Un’acidità brillante, l’aroma del cioccolato e della melassa di canna sono caratteristiche del caffè prodotto nelle Montagne dello Stato di Espírito Santo - DO dal 2021 -.  Le altitudini di coltivazione variano da 500 a 1400 metri e le temperature medie annue da 18 a 22 gradi.

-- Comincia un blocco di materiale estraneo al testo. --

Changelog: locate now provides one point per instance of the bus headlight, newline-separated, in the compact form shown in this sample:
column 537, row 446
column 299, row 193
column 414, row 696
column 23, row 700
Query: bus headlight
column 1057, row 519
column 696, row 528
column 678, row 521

I caffè delle regioni più alte hanno note più esotiche, in quelle più basse si notano note più legnose, cerealicole e astringenti.

Oeste da Bahia - IP dal 2019 -  è una regione che occupa prevalentemente l’area del Cerrado nella parte centro-orientale del Paese.  Il caffè in questa regione viene coltivato in aree di oltre 700 metri di altitudine e si caratterizza per il sapore gradevole con buona fragranza e aroma leggermente fruttato e floreale, con ottima dolcezza e buona acidità.

Il caffè nella regione Norte Pioneiro do Paraná - IP dal 2012 - è coltivato a un’altitudine superiore ai 500 metri ed è caratterizzato da dolcezza, corpo accentuato, piacevole acidità agrumata, aroma che spazia tra cioccolato, caramello, agrumi floreali e fruttati.

Risale al 1850 la coltivazione di coffea nella Região de Pinhal - IP dal 2016. Le piantagioni di arabica sono situate sul versante paulista dellaSerra da Mantiqueira, con altitudini che variano dagli 800 ai 1100 metri. Se ne ottiene un prodotto caratterizzato dall’equilibrio tra corpo, acidità e dolcezza, con un aroma intenso e un finale lungo.

La perfetta definizione delle stagioni climatiche, con estati calde e umide e inverni miti e secchi, caratterizzano la regione del Cerrado Mineiro - DO dal 2014. I caffè coltivati oltre gli 800 metri hanno aromi intensi che vanno dal caramello alle noci con un’acidità delicatamente agrumata e un sapore di cioccolato di lunga durata.